The Coriell Institute Cytogenetics Laboratory is a state-of-the-art facility that combines conventional and molecular cytogenetic analyses with copy number and loss of heterozygosity (LOH) analyses by microarray. The laboratory is equipped with a network of five Applied Spectral Imaging work-stations that are used to perform G-banded karyotyping, and Fluorescent In Situ Hybridization (FISH).

Coriell also offers many preparative and diagnostic nucleic acid and molecular biology services, all subject to extensive quality controls.

And, the Coriell biobank is regarded as the most diverse collection of cell lines and DNA available to the international research community.

11. Does Coriell Institute engage in gene therapy or stem cell clinical trials?
 Coriell Institute does not pursue research using human embryonic stem cells, nor do we conduct clinical trials on stem cell technologies. If you are interested in gene therapy or stem cell-related clinical trials, please visit www.clinicaltrials.gov.

12. What education does Coriell offer?
Coriell offers a course in cell culture: Advanced biology coupled with the history, theory, and techniques of maintaining live cells in long-term culture is offered to students.

Coriell also invites a limited number of motivated students into the Institute to participate in a Summer Experience program to gain insight into the workings of an independent research institute

13. How can I stay informed on what is happening at Coriell Institute?
Sign up for our email updates and you’ll receive periodic research news, notable donations, and upcoming events. Visit our Media Center regularly to read the latest news articles and Coriell press releases.

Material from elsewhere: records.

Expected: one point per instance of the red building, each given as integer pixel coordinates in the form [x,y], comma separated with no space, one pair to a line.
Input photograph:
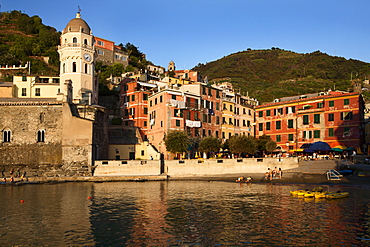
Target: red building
[333,117]
[134,103]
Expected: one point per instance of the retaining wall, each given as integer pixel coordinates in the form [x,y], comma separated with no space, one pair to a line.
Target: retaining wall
[186,168]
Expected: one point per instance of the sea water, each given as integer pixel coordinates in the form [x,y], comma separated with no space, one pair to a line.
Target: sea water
[180,213]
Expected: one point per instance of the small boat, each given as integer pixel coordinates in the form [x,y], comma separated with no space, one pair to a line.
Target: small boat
[337,195]
[312,194]
[345,172]
[295,192]
[321,195]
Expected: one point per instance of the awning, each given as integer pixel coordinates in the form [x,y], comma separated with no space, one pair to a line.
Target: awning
[145,84]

14. How can I get a quick overview of Coriell Institute?
Read our Coriell Fast Facts for a basic introduction to the Institute. For more information, explore the About section of our website.

15. Are Coriell Institute scientists and staff available for speaking engagements?
As their schedules permit, Coriell’s scientific and operational staffs enjoy the opportunity to highlight the work occurring at Coriell. Many hold joint faculty appointments at our region’s universities and teach an array of topics from business management and healthcare policy to the science of cell culture and stem cell research.

Coriell also participates in several outreach programs each year, including science festivals and conferences. We also host tours of our laboratories for business and governmental leaders and middle school and high school students.

16. Is Coriell Institute affiliated with Cooper Medical School of Rowan University?
Yes; Coriell is looking forward to welcoming the new medical school and will be integral in teaching genetics and genomics to the next generation of healthcare providers.